Definition - What does Private Banking mean?
Private banking is a type of banking and financial service provided by banks to high net worth individuals who have enormous amounts of assets. In this sense, the term private refers to the private customer service offered to such individuals. Existing products and services that are available in mass for retail banking is customized to meet the needs of these individuals.
Private banking is not the same as a private bank, which is a banking institution that has not been incorporated.
Divestopedia explains Private Banking
Private banking is the earliest form of banking. The first banks that emerged in Venice, Italy helped wealthy families to better manage their assets so that their wealth could be passed on to the next generation.

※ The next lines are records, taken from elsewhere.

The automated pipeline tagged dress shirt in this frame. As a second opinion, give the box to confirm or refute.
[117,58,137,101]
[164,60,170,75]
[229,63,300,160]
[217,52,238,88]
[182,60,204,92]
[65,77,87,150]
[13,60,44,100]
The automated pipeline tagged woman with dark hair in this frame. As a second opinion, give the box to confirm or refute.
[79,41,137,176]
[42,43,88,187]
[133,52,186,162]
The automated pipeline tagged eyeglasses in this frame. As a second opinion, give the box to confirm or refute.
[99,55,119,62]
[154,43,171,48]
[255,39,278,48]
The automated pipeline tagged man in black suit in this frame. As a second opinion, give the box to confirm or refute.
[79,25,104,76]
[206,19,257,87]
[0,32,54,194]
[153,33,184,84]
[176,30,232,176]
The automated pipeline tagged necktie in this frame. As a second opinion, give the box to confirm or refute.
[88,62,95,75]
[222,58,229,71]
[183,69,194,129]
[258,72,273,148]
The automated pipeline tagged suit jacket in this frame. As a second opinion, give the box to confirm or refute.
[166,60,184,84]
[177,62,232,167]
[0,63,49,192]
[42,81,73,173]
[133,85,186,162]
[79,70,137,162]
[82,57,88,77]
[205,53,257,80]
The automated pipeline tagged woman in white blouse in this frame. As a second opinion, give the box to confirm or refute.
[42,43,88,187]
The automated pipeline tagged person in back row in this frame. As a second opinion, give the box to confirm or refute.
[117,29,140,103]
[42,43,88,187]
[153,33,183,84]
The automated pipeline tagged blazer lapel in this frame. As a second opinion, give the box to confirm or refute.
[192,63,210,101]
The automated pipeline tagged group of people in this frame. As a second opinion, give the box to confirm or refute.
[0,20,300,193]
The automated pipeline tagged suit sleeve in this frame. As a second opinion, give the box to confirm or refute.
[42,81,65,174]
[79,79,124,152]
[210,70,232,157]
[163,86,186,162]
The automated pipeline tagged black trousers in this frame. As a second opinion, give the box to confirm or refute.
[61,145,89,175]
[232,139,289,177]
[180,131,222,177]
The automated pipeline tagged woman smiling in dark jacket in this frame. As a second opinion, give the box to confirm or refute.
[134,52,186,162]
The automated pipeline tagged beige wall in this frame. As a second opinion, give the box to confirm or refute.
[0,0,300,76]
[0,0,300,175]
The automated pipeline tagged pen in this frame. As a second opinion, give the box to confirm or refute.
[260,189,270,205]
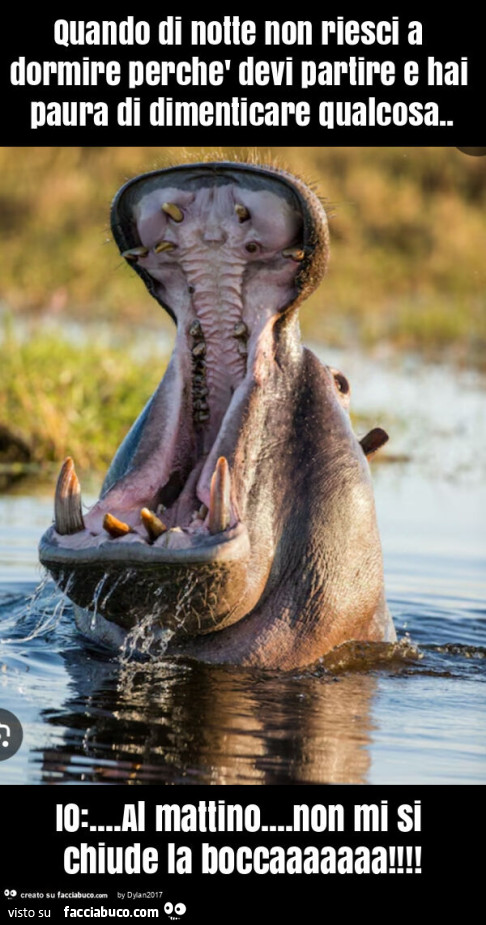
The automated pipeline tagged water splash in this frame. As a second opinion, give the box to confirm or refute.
[0,570,73,645]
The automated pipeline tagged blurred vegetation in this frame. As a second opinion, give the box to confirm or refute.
[0,147,486,362]
[0,324,165,477]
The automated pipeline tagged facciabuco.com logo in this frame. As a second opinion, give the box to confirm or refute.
[164,903,186,922]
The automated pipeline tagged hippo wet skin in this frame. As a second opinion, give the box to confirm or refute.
[40,162,395,669]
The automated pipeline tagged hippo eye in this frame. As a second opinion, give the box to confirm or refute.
[333,373,349,395]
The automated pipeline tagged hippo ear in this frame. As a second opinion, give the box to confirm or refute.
[359,427,389,456]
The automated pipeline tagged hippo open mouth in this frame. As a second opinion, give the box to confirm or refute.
[40,162,389,665]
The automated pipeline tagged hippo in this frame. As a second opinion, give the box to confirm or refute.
[40,161,395,669]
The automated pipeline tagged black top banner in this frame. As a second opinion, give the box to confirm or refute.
[2,9,486,144]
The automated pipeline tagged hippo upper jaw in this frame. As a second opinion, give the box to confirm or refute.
[40,164,327,633]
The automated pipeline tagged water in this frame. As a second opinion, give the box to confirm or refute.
[0,354,486,784]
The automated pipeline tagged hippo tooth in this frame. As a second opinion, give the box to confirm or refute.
[54,456,85,536]
[122,247,148,260]
[140,507,167,540]
[359,427,389,456]
[154,241,175,254]
[209,456,231,533]
[103,514,133,539]
[162,202,184,222]
[282,247,305,263]
[235,202,250,222]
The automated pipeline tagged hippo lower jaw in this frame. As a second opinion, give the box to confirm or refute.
[40,163,392,668]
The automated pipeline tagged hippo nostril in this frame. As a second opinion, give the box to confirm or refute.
[202,225,228,244]
[235,202,250,222]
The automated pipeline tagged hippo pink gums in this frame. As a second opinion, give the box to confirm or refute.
[40,162,395,669]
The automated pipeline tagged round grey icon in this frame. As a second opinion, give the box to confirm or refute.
[0,709,24,761]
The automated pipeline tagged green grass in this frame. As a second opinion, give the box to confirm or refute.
[0,325,165,472]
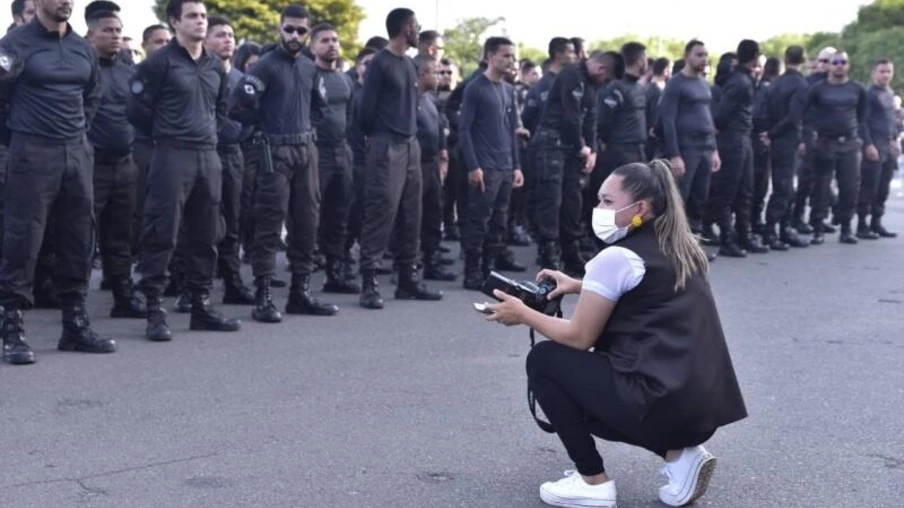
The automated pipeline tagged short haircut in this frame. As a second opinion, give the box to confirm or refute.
[483,37,515,55]
[621,42,647,67]
[785,44,807,65]
[652,56,672,76]
[546,37,573,59]
[684,39,706,56]
[279,4,311,23]
[311,23,336,41]
[386,7,414,39]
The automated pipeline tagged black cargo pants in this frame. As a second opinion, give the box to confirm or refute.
[361,133,423,273]
[0,133,94,308]
[94,151,138,282]
[138,139,223,300]
[250,134,320,279]
[317,141,354,259]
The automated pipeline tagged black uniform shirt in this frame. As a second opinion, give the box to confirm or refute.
[88,55,135,156]
[598,74,647,145]
[230,45,327,136]
[129,39,229,144]
[540,62,598,154]
[0,18,101,139]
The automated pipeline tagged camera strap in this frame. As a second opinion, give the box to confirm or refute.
[527,308,563,434]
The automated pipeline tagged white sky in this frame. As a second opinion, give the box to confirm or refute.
[0,0,870,51]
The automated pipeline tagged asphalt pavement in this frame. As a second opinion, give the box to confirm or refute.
[0,197,904,508]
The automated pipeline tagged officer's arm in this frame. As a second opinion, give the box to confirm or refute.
[229,60,270,127]
[458,81,480,172]
[659,79,681,159]
[126,55,167,136]
[553,72,590,154]
[597,81,624,143]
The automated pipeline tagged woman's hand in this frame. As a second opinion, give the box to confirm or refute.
[537,269,581,300]
[487,289,528,326]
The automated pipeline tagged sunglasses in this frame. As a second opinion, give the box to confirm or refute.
[283,25,308,35]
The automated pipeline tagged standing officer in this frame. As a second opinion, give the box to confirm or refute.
[799,51,879,245]
[129,0,241,341]
[459,37,524,290]
[311,23,361,294]
[531,52,620,273]
[707,39,769,257]
[232,5,339,323]
[358,8,443,309]
[204,16,254,305]
[88,11,147,318]
[414,55,456,281]
[763,46,810,250]
[857,58,900,240]
[0,0,116,364]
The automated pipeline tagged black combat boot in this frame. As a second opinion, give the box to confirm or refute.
[0,306,35,365]
[323,257,361,295]
[286,273,339,316]
[358,270,383,310]
[395,263,443,302]
[57,302,116,353]
[188,289,242,332]
[251,277,282,323]
[110,277,148,319]
[144,296,173,342]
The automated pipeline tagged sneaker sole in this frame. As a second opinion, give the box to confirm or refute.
[540,487,616,508]
[659,453,716,506]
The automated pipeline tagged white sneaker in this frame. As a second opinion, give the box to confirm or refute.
[659,446,716,506]
[540,471,615,508]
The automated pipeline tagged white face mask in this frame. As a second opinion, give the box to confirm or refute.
[591,203,637,244]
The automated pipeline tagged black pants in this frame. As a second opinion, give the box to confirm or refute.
[94,152,138,281]
[361,133,423,272]
[583,143,646,234]
[317,142,354,259]
[857,141,898,221]
[530,130,587,245]
[217,145,245,275]
[678,148,713,231]
[251,140,320,278]
[706,131,753,235]
[132,138,154,259]
[0,133,94,307]
[138,139,223,300]
[421,159,443,258]
[461,169,514,257]
[750,135,772,223]
[766,134,799,227]
[810,136,862,226]
[527,341,712,476]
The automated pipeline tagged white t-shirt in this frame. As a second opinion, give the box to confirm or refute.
[582,245,647,302]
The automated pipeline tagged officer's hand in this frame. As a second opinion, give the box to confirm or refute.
[669,156,686,178]
[537,269,581,300]
[865,145,879,162]
[512,169,524,189]
[468,168,486,192]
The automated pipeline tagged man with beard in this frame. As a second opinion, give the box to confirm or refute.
[358,8,443,309]
[311,23,361,294]
[129,0,241,341]
[204,16,254,305]
[0,0,116,364]
[232,5,339,323]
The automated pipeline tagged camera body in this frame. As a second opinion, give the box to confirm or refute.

As the middle class grew, there was a need for a different kind of banking that was more geared towards this class. However, the original concept of banking remained in servicing wealthy individuals and this is what is known as private banking today, which is distinguished from retail banking.
Private banking services are offered to individuals who have a net worth of $5 million or more. To help these customers make the most out of their investments, private banking includes services such as portfolio investment suggestions, wealth protection, tax filing, and guidance about general financial planning that includes donations, inheritance, asset management and more. Private banking services are offered by most investment banks, though there are some private banking firms that offer the same services as well.
Private banking is also subject to scrutiny and regulations, especially after the Great Recession. As a result, the new regulations demand more transparency in operations, especially when it comes to charging fees to clients.